You will want to assess how committed you are to the marriage—the marriage and the relationship are not the same thing. The felt quality of the relationship is a significant factor in maintaining a happy, long-term marriage. However, people stay married for reasons that are important to them that are not causally related to the quality of the relationship (e.g. for children, money, religion).

Here are a few suggestions to make your life better if you take this path.

  • Get more invested in your work.
  • Get help with household tasks and childcare.
  • Do things with friends: Talk on the phone or via Zoom as long as you like.
  • Keep in contact with your extended family via phone or Zoom.
  • Prepare yourself for the possibility that your spouse will leave the marriage.
  • Seek personal counseling.

If all of this is not enough, you have done your part

As you do your part, it is up to your partner to do his. You may inform (neither critically nor in a cajoling way) him that it is his responsibility to figure out what kind of relationship he wishes to have with you.
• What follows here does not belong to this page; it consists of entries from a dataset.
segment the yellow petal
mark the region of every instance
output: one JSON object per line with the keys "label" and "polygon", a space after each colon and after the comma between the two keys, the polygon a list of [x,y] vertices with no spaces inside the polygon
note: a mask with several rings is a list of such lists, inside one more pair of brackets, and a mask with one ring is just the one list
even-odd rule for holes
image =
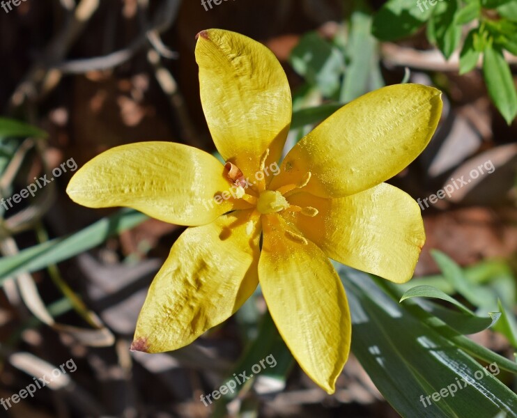
{"label": "yellow petal", "polygon": [[292,111],[286,74],[264,45],[220,29],[199,33],[196,61],[215,146],[253,180],[267,148],[267,165],[281,155]]}
{"label": "yellow petal", "polygon": [[263,224],[258,277],[271,316],[304,371],[332,394],[350,350],[343,285],[318,247],[286,234],[281,217],[263,216]]}
{"label": "yellow petal", "polygon": [[304,191],[343,197],[399,173],[429,142],[440,119],[440,91],[397,84],[350,102],[296,144],[270,188],[296,184],[311,173]]}
{"label": "yellow petal", "polygon": [[[132,349],[169,351],[231,316],[258,284],[258,225],[247,233],[250,210],[187,229],[153,281]],[[250,232],[248,231],[247,232]]]}
{"label": "yellow petal", "polygon": [[[88,208],[125,206],[171,224],[202,225],[248,206],[234,203],[224,172],[216,158],[197,148],[140,142],[113,148],[87,162],[66,192]],[[230,199],[224,200],[222,192]]]}
{"label": "yellow petal", "polygon": [[411,279],[425,233],[417,202],[402,190],[381,183],[339,199],[299,193],[288,200],[318,210],[285,216],[327,256],[395,283]]}

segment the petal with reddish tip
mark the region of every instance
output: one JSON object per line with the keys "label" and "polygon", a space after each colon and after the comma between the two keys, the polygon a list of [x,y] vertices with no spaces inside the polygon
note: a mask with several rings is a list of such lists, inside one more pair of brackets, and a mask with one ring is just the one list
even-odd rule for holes
{"label": "petal with reddish tip", "polygon": [[[258,284],[259,221],[250,210],[187,229],[149,288],[134,348],[160,353],[190,343],[231,316]],[[258,217],[256,217],[258,218]],[[248,235],[249,234],[249,235]]]}
{"label": "petal with reddish tip", "polygon": [[203,110],[215,146],[253,180],[266,149],[267,165],[281,155],[292,113],[286,74],[264,45],[220,29],[199,33],[196,61]]}

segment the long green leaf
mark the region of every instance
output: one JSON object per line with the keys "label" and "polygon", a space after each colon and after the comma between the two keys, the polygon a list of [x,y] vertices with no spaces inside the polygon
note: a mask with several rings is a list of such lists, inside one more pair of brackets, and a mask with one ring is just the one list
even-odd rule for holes
{"label": "long green leaf", "polygon": [[45,138],[47,136],[47,134],[45,131],[24,122],[7,118],[0,118],[0,138],[9,137]]}
{"label": "long green leaf", "polygon": [[490,97],[509,125],[517,115],[517,93],[514,79],[502,52],[489,45],[485,47],[483,75]]}
{"label": "long green leaf", "polygon": [[[500,411],[517,417],[517,396],[491,369],[484,371],[455,341],[397,304],[367,274],[344,267],[339,275],[352,311],[353,351],[402,417],[495,417]],[[429,315],[411,300],[406,303]]]}
{"label": "long green leaf", "polygon": [[0,259],[0,284],[7,277],[41,270],[73,257],[146,219],[146,215],[135,210],[121,209],[79,232],[31,247],[15,256],[4,257]]}
{"label": "long green leaf", "polygon": [[432,10],[424,0],[389,0],[374,16],[372,33],[381,40],[408,36],[427,22]]}

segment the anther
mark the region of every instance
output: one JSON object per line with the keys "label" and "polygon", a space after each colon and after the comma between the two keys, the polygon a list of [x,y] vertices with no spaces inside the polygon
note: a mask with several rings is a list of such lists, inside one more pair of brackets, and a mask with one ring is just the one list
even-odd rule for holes
{"label": "anther", "polygon": [[296,242],[300,242],[304,245],[307,245],[309,242],[304,238],[301,235],[291,232],[291,231],[286,231],[286,236],[291,238]]}
{"label": "anther", "polygon": [[258,166],[259,171],[264,171],[264,167],[265,167],[265,160],[268,160],[268,157],[269,157],[269,148],[266,148],[264,153],[262,154],[262,157],[261,157],[261,164]]}
{"label": "anther", "polygon": [[305,216],[314,217],[319,213],[319,211],[318,210],[318,209],[316,209],[316,208],[313,208],[312,206],[306,206],[305,208],[302,208],[300,213],[302,215],[304,215]]}

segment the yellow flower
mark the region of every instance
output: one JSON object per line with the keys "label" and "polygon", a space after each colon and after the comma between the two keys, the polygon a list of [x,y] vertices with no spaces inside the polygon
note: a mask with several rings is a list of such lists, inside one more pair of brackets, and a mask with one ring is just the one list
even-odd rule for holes
{"label": "yellow flower", "polygon": [[328,393],[348,355],[350,312],[328,258],[401,283],[425,239],[418,206],[384,183],[422,152],[440,92],[403,84],[344,106],[279,167],[291,118],[285,73],[244,36],[210,29],[196,47],[203,109],[227,162],[143,142],[84,165],[67,192],[188,228],[149,289],[132,348],[175,350],[220,324],[255,291],[302,369]]}

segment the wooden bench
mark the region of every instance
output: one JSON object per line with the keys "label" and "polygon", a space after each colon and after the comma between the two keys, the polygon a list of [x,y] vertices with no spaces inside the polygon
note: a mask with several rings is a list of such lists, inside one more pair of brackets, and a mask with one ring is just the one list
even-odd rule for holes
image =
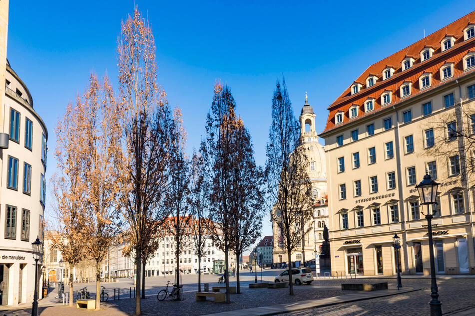
{"label": "wooden bench", "polygon": [[224,302],[226,293],[224,292],[196,292],[196,301],[206,301],[208,296],[214,299],[214,303]]}
{"label": "wooden bench", "polygon": [[89,300],[76,300],[76,308],[95,310],[96,308],[96,300],[94,299],[90,299]]}
{"label": "wooden bench", "polygon": [[380,283],[342,283],[342,290],[378,291],[388,290],[388,282]]}
{"label": "wooden bench", "polygon": [[[224,290],[224,293],[226,293],[226,287],[213,287],[212,289],[213,292],[219,293],[220,290]],[[229,287],[229,294],[236,294],[236,287]]]}
{"label": "wooden bench", "polygon": [[289,286],[289,282],[269,282],[267,284],[269,289],[282,289]]}

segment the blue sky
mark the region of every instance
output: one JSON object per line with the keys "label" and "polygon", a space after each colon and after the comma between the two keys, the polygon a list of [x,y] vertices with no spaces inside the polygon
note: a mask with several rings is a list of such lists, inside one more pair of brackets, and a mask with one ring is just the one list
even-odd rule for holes
{"label": "blue sky", "polygon": [[[199,146],[220,79],[261,165],[278,78],[297,117],[308,92],[320,132],[327,107],[370,65],[475,9],[473,0],[257,2],[10,0],[7,56],[48,129],[47,176],[56,167],[56,123],[90,72],[117,87],[117,36],[134,3],[151,23],[159,83],[182,110],[189,149]],[[272,234],[268,216],[263,234]]]}

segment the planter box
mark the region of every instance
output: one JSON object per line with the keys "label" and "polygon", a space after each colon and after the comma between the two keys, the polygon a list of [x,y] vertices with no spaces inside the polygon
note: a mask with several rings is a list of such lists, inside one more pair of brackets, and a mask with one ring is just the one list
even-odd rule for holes
{"label": "planter box", "polygon": [[261,282],[260,283],[249,283],[249,289],[259,289],[267,288],[269,282]]}
{"label": "planter box", "polygon": [[346,283],[342,284],[342,290],[378,291],[388,290],[388,282],[381,283]]}

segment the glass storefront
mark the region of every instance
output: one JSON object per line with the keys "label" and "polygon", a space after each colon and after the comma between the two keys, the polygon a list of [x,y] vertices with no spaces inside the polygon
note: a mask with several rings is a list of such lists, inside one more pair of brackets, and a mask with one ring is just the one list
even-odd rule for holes
{"label": "glass storefront", "polygon": [[363,274],[363,251],[361,248],[347,250],[347,261],[349,274]]}
{"label": "glass storefront", "polygon": [[424,270],[423,267],[422,261],[422,247],[421,243],[415,242],[413,244],[414,247],[414,262],[416,265],[416,273],[424,273]]}
{"label": "glass storefront", "polygon": [[434,248],[436,248],[436,267],[438,273],[445,273],[446,270],[444,264],[444,247],[442,240],[434,241]]}
{"label": "glass storefront", "polygon": [[376,246],[376,266],[378,274],[383,274],[383,249],[381,246]]}

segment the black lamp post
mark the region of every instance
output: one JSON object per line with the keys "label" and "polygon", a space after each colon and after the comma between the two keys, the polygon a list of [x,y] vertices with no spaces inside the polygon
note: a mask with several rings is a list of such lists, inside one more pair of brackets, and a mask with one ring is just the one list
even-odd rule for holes
{"label": "black lamp post", "polygon": [[398,273],[398,290],[403,287],[401,284],[401,271],[399,270],[399,249],[401,249],[401,244],[399,243],[399,236],[397,234],[394,234],[393,237],[393,240],[394,243],[393,244],[393,247],[396,250],[396,271]]}
{"label": "black lamp post", "polygon": [[[426,219],[427,220],[428,235],[429,239],[429,255],[431,259],[431,297],[432,299],[429,302],[431,306],[431,316],[441,316],[442,315],[442,303],[439,300],[439,293],[437,289],[437,283],[436,281],[436,267],[434,259],[434,240],[432,237],[432,212],[429,210],[429,205],[436,204],[436,198],[437,196],[437,188],[440,183],[438,183],[431,177],[430,174],[426,170],[426,175],[424,179],[420,183],[416,186],[418,192],[419,193],[419,198],[421,199],[421,203],[427,205],[427,214],[426,215]],[[423,215],[424,213],[423,213]]]}
{"label": "black lamp post", "polygon": [[33,308],[31,316],[38,316],[38,260],[41,255],[41,242],[39,238],[31,243],[33,247],[33,259],[34,259],[34,295],[33,296]]}
{"label": "black lamp post", "polygon": [[257,252],[254,251],[253,253],[253,254],[254,254],[254,262],[255,262],[255,264],[254,265],[254,267],[255,267],[255,269],[254,269],[255,270],[254,272],[256,273],[256,277],[255,277],[255,279],[254,279],[254,283],[257,283]]}

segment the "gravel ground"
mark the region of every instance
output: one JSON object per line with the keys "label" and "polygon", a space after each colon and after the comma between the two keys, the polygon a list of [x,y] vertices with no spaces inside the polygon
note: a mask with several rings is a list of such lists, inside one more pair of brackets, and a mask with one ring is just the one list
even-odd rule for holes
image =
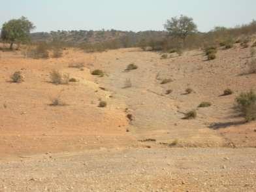
{"label": "gravel ground", "polygon": [[255,191],[256,149],[103,149],[0,163],[0,191]]}

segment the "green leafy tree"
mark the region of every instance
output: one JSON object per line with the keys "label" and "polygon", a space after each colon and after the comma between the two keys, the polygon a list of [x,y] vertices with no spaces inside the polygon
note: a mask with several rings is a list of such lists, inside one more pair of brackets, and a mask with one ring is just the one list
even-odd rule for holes
{"label": "green leafy tree", "polygon": [[1,38],[10,43],[12,49],[14,43],[26,42],[30,39],[30,31],[35,29],[34,25],[25,17],[14,19],[5,22],[2,27]]}
{"label": "green leafy tree", "polygon": [[171,37],[181,39],[184,44],[189,35],[197,31],[197,26],[193,19],[183,15],[168,20],[165,24],[165,28]]}

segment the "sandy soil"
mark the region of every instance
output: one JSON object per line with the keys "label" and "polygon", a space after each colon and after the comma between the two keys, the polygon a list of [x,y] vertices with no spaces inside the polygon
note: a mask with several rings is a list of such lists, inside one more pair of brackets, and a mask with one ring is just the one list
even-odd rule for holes
{"label": "sandy soil", "polygon": [[[210,61],[201,50],[166,59],[136,48],[48,59],[0,52],[0,191],[255,191],[255,123],[232,109],[255,88],[249,56],[238,44]],[[69,67],[76,63],[84,70]],[[132,63],[138,68],[125,71]],[[105,76],[91,75],[96,69]],[[78,82],[54,85],[53,69]],[[10,82],[16,71],[21,84]],[[221,96],[226,88],[234,94]],[[50,106],[58,96],[67,105]],[[202,101],[212,105],[197,108]],[[192,109],[197,118],[183,120]]]}

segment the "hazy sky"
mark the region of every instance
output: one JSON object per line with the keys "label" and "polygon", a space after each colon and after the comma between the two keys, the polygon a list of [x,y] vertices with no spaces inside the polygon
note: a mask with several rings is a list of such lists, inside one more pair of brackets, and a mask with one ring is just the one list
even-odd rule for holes
{"label": "hazy sky", "polygon": [[201,31],[234,27],[256,19],[256,0],[0,0],[0,27],[24,16],[35,31],[163,30],[180,14],[193,17]]}

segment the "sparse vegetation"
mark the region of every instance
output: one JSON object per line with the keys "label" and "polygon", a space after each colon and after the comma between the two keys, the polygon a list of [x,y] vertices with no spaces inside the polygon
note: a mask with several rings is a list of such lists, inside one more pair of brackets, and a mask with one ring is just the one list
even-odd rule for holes
{"label": "sparse vegetation", "polygon": [[242,93],[236,99],[236,109],[249,122],[256,120],[256,94],[252,90],[248,93]]}
{"label": "sparse vegetation", "polygon": [[229,95],[232,94],[233,94],[233,91],[231,89],[228,88],[224,90],[223,95],[225,96],[225,95]]}
{"label": "sparse vegetation", "polygon": [[193,89],[191,88],[187,88],[185,89],[186,94],[190,94],[193,92]]}
{"label": "sparse vegetation", "polygon": [[61,57],[63,55],[62,48],[58,46],[54,47],[52,57],[54,58]]}
{"label": "sparse vegetation", "polygon": [[12,82],[14,83],[21,83],[24,81],[24,76],[20,71],[16,71],[10,76]]}
{"label": "sparse vegetation", "polygon": [[71,78],[69,79],[69,82],[77,82],[77,80],[76,80],[76,78]]}
{"label": "sparse vegetation", "polygon": [[100,69],[95,69],[91,72],[91,74],[103,77],[104,76],[104,72]]}
{"label": "sparse vegetation", "polygon": [[134,63],[129,64],[125,71],[135,70],[138,69],[138,66]]}
{"label": "sparse vegetation", "polygon": [[212,103],[207,101],[202,102],[199,105],[199,107],[208,107],[212,105]]}
{"label": "sparse vegetation", "polygon": [[59,97],[57,97],[52,99],[52,103],[50,105],[53,106],[65,106],[66,104],[61,100]]}
{"label": "sparse vegetation", "polygon": [[104,101],[101,101],[99,103],[99,107],[106,107],[106,102]]}
{"label": "sparse vegetation", "polygon": [[249,71],[248,73],[256,73],[256,59],[253,58],[248,63]]}
{"label": "sparse vegetation", "polygon": [[51,82],[54,84],[68,84],[69,82],[69,74],[61,74],[57,70],[53,70],[50,73]]}
{"label": "sparse vegetation", "polygon": [[171,78],[165,78],[162,80],[161,82],[161,84],[167,84],[170,82],[172,82],[172,80]]}
{"label": "sparse vegetation", "polygon": [[131,84],[131,79],[127,78],[125,80],[125,85],[123,87],[123,89],[129,88],[131,88],[131,86],[132,86],[132,84]]}
{"label": "sparse vegetation", "polygon": [[216,47],[208,47],[204,50],[206,56],[209,56],[210,54],[217,54],[217,48]]}
{"label": "sparse vegetation", "polygon": [[167,91],[165,92],[165,94],[170,95],[172,93],[172,89],[167,89]]}
{"label": "sparse vegetation", "polygon": [[69,67],[82,69],[84,67],[84,63],[70,63],[70,64],[69,64]]}
{"label": "sparse vegetation", "polygon": [[165,54],[161,56],[161,59],[165,59],[168,58],[168,55]]}
{"label": "sparse vegetation", "polygon": [[185,114],[184,120],[192,120],[197,118],[197,113],[195,110],[191,110]]}
{"label": "sparse vegetation", "polygon": [[168,144],[169,147],[174,147],[178,145],[178,139],[175,139],[174,141],[172,141],[170,144]]}
{"label": "sparse vegetation", "polygon": [[210,54],[208,55],[208,60],[214,60],[216,59],[216,55],[215,54]]}

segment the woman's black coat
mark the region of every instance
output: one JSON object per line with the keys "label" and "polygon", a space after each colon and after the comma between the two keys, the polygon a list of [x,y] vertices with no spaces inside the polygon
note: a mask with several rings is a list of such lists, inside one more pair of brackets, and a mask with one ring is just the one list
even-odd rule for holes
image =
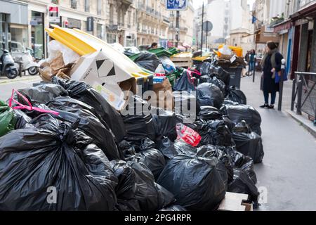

Let him know in this straightforward manner that it is his responsibility to figure out what his part is in creating that quality of relationship—no more "instructions" from you. Above all, he must become willing to share authority and power with you.

If you decide to leave the marriage, seek both psychological and legal assistance. Do this with sadness, but without rancor or regret.

Takeaways

  • The pandemic is forcing change in relationships and marriages.

  • You can restructure your relationship.

  • Partners can resist change.

  • Change requires sharing power and authority.

  • There are specific ways to change things.

  • If nothing works, you have done your part.